1. Memory Allocation:

• The function returns an array of strings, so we first allocate memory for the array result that will hold the strings.
• Each string requires memory allocation separately. Since the maximum string length is 8 characters (for "FizzBuzz") plus 1 for the null terminator (\0), we allocate space for each string using malloc(9 * sizeof(char)).

2. FizzBuzz Logic:

• For each number from 1 to n, we check:
  • If the number is divisible by both 3 and 5, we assign "FizzBuzz".
  • If it's divisible by only 3, we assign "Fizz".
  • If it's divisible by only 5, we assign "Buzz".
  • Otherwise, we convert the number to a string using snprintf and store it in the array.

3. Returning the Result:

• The function returns the result array, and the size of the array (n) is returned through the returnSize pointer.
• The main function demonstrates how to call this function and free the allocated memory properly.

Code:

/**
 * Note: The returned array must be malloced, assume caller calls free().
 */
char** fizzBuzz(int n, int* returnSize) {
    *returnSize = n;
    char** result = (char**)malloc(n * sizeof(char*)); // Allocate memory for the result array

    for (int i = 1; i <= n; i++) {
        result[i - 1] = (char*)malloc(9 * sizeof(char)); // Allocate memory for each string (maximum length is 8 for "FizzBuzz" + 1 for '\0')

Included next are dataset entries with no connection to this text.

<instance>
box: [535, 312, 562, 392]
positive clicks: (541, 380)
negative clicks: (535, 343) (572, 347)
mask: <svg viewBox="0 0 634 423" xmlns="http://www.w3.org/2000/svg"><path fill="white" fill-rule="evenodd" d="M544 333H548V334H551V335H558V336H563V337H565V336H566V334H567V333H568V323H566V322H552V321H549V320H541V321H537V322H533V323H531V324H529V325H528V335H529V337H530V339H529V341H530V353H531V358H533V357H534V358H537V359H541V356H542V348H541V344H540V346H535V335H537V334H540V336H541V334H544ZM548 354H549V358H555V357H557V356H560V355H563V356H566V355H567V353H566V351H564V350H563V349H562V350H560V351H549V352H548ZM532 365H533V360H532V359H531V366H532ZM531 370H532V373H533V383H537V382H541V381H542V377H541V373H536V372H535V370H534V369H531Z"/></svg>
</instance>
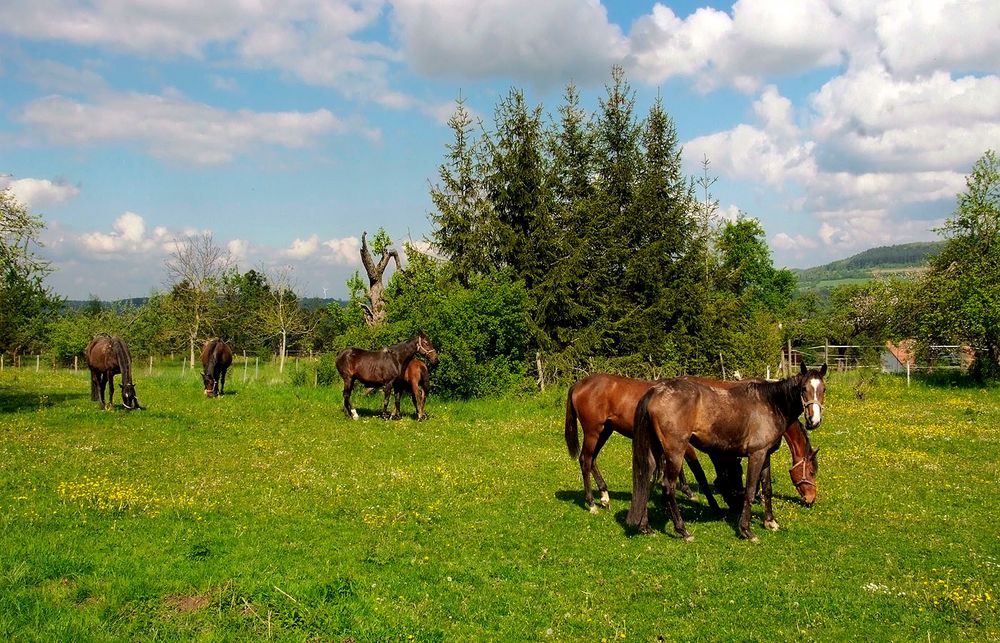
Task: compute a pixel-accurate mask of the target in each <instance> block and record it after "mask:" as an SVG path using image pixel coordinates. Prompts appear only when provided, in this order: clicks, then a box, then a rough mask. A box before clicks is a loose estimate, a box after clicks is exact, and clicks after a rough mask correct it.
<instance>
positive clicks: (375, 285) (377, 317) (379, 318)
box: [361, 228, 402, 326]
mask: <svg viewBox="0 0 1000 643" xmlns="http://www.w3.org/2000/svg"><path fill="white" fill-rule="evenodd" d="M367 235H368V231H367V230H366V231H364V232H362V233H361V263H362V264H364V266H365V272H366V273H368V301H369V304H362V305H361V307H362V309H363V310H364V313H365V321H366V322H367V323H368V325H369V326H378V325H379V324H381V323H382V322H384V321H385V315H386V313H385V300H384V299H383V293H384V292H385V285H383V283H382V277H383V275H384V274H385V269H386V268H387V267H388V266H389V260H390V259H394V260H395V262H396V270H402V266H401V265H400V262H399V253H398V252H396V249H395V248H393V247H391V246H390V245H389V239H388V235H386V234H385V231H384V230H382V229H381V228H380V229H379V231H378V233H376V235H375V240H374V248H375V251H376V252H378V253H380V257H379V260H378V263H375V260H374V259H373V258H372V254H371V252H370V251H369V249H368V240H367Z"/></svg>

        if (i % 3 == 0 && i % 5 == 0) {
            strcpy(result[i - 1], "FizzBuzz");
        } else if (i % 3 == 0) {
            strcpy(result[i - 1], "Fizz");
        } else if (i % 5 == 0) {
            strcpy(result[i - 1], "Buzz");
        } else {
            snprintf(result[i - 1], 9, "%d", i); // Convert the integer to a string
        }
    }

    return result;
}